Exploring the Arrow SoCKit Part VII - Software Control for the FPGA MD5 Cracker

So now, finally, it’s time to connect our MD5 units to the HPS so that we can get them to do something useful.

Grouping Several MD5 Units

First, we’ll want to instantiate multiple MD5 units and multiplex their inputs and outputs. We’ll instantiate 16 md5 units here for a total of 32 compute nodes. The choice of number of nodes is pretty arbitrary. In our case it’s convenient since the lightweight HPS-to-FPGA bridge is 32-bit, so we can use a single word each for the start, reset, and done signals. Using a for-generate statement saves us a lot of typing here.

module md5group (
    input clk,
    input [31:0] start,
    input [31:0] reset,

    input write,
    input [31:0] writedata,
    input [8:0]  writeaddr,

    output reg [31:0] readdata,
    input      [6:0]  readaddr,

    output [31:0] done
);

wire [15:0] unit_write;
wire [127:0] digest_arr [0:31];
wire [4:0] digest_sel = readaddr[6:2];
wire [1:0] word_sel = readaddr[1:0];
wire [127:0] digest = digest_arr[digest_sel];

always @(*) begin
    case (word_sel)
        2'b00: readdata = digest[31:0];
        2'b01: readdata = digest[63:32];
        2'b10: readdata = digest[95:64];
        2'b11: readdata = digest[127:96];
    endcase
end

genvar i;
generate
    for (i = 0; i < 16; i = i + 1) begin : MD5GEN
        assign unit_write[i] = (write && i == writeaddr[8:5]);
        md5unit md5 (
            .clk (clk),
            .reset (reset[2 * i + 1 : 2 * i]),
            .start (start[2 * i + 1 : 2 * i]),
            .write (unit_write[i]),
            .writedata (writedata),
            .writeaddr (writeaddr[4:0]),
            .digest0 (digest_arr[2 * i]),
            .digest1 (digest_arr[2 * i + 1]),
            .done (done[2 * i + 1 : 2 * i])
        );
    end
endgenerate

endmodule

Avalon Interfaces

Now we’ll need some Avalon slave interfaces. First, we’ll make one interface for the control and status signals: reset, start, and done.

module md5control (
    input clk,
    input reset,

    input      [31:0] avs_writedata,
    output reg [31:0] avs_readdata,
    input      [1:0]  avs_address,
    input             avs_read,
    input             avs_write,

    output [31:0] md5_start,
    output [31:0] md5_reset,
    input  [31:0] md5_done
);

reg [31:0] start_reg;
reg [31:0] reset_reg;

assign md5_start = start_reg;
assign md5_reset = reset_reg;

always @(posedge clk) begin
    if (avs_write) begin
        case (avs_address)
            2'b00: begin
                reset_reg <= avs_writedata;
                start_reg <= 32'd0;
            end
            2'b01: begin
                reset_reg <= 32'd0;
                start_reg <= avs_writedata;
            end
            default: begin
                reset_reg <= 32'd0;
                start_reg <= 32'd0;
            end
        endcase
    end else if (avs_read) begin
        reset_reg <= 32'd0;
        start_reg <= 32'd0;
        case (avs_address)
            2'b00: avs_readdata <= reset_reg;
            2'b01: avs_readdata <= start_reg;
            2'b10: avs_readdata <= md5_done;
            default: avs_readdata <= 32'd0;
        endcase
    end else begin
        reset_reg <= 32'd0;
        start_reg <= 32'd0;
    end
end

endmodule

Notice that, unless we are writing to start or reset, we set the signals back to 0 after every cycle. This ensures that the signals are only high for a single cycle as expected.
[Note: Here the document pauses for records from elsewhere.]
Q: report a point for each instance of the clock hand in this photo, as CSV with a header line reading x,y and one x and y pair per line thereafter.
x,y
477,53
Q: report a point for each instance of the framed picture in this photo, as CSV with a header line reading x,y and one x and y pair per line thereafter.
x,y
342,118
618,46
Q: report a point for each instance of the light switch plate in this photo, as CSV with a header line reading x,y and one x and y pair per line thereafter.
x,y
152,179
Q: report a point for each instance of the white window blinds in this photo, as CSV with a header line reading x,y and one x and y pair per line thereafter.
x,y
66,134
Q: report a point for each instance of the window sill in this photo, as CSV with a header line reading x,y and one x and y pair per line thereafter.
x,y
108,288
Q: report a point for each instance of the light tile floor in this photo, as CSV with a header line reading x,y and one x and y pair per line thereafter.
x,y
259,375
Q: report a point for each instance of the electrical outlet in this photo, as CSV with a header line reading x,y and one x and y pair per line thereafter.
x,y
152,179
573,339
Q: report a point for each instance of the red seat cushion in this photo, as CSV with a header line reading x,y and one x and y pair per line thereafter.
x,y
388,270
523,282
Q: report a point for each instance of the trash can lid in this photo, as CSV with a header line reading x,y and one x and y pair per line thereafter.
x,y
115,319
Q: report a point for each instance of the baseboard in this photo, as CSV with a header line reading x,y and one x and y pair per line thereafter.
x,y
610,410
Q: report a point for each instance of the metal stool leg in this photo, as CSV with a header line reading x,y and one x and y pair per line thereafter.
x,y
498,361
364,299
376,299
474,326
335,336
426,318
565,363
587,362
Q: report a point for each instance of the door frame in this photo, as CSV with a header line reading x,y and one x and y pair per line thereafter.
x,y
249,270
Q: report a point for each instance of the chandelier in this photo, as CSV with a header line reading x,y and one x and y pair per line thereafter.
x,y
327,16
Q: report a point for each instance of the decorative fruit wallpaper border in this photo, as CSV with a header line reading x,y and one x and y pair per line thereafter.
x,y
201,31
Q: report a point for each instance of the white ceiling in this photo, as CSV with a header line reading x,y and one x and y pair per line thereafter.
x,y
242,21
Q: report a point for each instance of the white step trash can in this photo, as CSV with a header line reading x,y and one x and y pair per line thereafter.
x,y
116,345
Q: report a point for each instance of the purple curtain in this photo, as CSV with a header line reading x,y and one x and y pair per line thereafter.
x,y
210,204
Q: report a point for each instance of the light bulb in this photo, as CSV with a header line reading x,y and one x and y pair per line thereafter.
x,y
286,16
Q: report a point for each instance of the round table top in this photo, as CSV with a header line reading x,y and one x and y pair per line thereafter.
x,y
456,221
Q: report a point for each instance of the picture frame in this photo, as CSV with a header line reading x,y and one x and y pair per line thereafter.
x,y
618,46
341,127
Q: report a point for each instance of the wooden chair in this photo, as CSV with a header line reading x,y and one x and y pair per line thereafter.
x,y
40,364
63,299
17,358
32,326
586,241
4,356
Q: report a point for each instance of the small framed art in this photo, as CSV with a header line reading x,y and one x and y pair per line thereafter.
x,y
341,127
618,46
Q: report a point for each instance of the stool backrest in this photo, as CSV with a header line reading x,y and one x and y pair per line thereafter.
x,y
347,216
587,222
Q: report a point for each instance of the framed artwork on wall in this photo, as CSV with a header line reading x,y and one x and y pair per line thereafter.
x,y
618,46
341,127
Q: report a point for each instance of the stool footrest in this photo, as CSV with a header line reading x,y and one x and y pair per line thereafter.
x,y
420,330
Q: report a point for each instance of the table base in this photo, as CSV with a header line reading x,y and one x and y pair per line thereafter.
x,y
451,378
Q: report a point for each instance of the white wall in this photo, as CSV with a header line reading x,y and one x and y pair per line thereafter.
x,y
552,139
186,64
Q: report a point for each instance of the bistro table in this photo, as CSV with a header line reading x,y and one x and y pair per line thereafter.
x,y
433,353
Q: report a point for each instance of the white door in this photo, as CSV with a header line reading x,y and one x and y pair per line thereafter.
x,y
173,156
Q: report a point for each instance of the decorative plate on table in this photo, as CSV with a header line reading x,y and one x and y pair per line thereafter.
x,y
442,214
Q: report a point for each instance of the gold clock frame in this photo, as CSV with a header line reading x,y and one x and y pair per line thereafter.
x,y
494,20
We also need Avalon slaves for the input and output signals in md5group. These slaves aren’t very interesting, since they pretty much just pass the signals through, so I won’t show them here. You can look at them on Github if you’re really interested.

Qsys

If you’re using the code on Github, you can load the soc_system.qsys file once you open up Qsys and click generate. I basically just created the peripherals with the avs_* signals connected to the Avalon interface and md5_* signal exported to conduits. You can click generate in Qsys and a .qip file will be generated at “soc_system/synthesis/soc_system.qip” as before.

At this point, I ran into a really weird bug with Qsys. No matter what I did, it refused to export the md5_write signal from the md5input peripheral. I ended up having to edit it manually to make it work. Since this is kind of tedious to do every time, I wrote a script that will fix the generated “soc_system.v” file automatically. If you’re using the code from Github, just run the “fix_generated_system.sh” script.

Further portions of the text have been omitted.